Nor can we doubt, rare as are the authentic expressions of Shakespeare’s personal feeling in his works, that the poet was himself fully aware of the homely and conservative cast of all his thinking. Readers have always, and rightly, recognized the inner voice of the dramatist’s own conviction in the words with which Biron abjures


Taffeta phrases, silken term precise,
Three-pil’d hyperboles, spruce affectation,
Figures pedantical.’


‘I do forswear them,’ says Biron, ‘and I here protest . . .

Henceforth my wooing mind shall be express’d
In russet yeas and honest kersey noes.’[1]

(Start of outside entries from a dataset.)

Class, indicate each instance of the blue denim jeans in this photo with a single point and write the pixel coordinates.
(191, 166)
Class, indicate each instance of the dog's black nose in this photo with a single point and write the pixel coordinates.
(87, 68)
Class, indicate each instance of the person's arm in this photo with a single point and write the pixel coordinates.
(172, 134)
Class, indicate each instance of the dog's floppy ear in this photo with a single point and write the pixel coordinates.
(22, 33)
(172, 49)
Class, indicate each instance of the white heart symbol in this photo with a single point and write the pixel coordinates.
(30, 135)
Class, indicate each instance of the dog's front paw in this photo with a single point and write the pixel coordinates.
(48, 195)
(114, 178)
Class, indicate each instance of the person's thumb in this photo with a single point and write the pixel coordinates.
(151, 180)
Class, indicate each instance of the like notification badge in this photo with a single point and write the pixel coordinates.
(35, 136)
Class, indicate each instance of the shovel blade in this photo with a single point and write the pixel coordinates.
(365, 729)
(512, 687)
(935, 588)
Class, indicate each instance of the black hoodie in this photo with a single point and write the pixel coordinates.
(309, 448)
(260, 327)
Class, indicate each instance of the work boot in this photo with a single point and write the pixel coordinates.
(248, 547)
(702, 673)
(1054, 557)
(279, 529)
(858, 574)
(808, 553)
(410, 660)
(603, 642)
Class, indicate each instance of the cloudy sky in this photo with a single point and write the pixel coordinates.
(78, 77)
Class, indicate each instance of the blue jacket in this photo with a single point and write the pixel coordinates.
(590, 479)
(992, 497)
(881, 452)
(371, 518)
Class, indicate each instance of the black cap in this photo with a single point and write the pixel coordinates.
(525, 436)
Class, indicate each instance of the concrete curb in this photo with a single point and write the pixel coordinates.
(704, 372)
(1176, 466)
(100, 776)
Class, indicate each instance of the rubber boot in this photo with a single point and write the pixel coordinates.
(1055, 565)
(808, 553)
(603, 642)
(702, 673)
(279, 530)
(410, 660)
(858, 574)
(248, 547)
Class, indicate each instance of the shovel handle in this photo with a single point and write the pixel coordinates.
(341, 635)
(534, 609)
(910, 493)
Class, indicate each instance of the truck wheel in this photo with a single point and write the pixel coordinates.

The volatile Biron, it is probable, found the vow too hard to keep; but for Shakespeare, who here speaks through him, russet and kersey were to the end the only wear. In his seventy-sixth Sonnet he expresses, with a candid clarity impossible to discount, his realization of the intellectual gulf which separated him from the peacock race of the true Elizabethans:


‘Why is my verse so barren of new pride,
So far from variation or quick change?
Why with the time do I not glance aside
To new-found methods and to compounds strange?
Why write I still all one, ever the same,
And keep invention in a noted weed,
That every word doth almost tell my name,
Showing their birth, and where they did proceed?’

  1. Love’s Labour’s Lost, V. ii. 407 ff.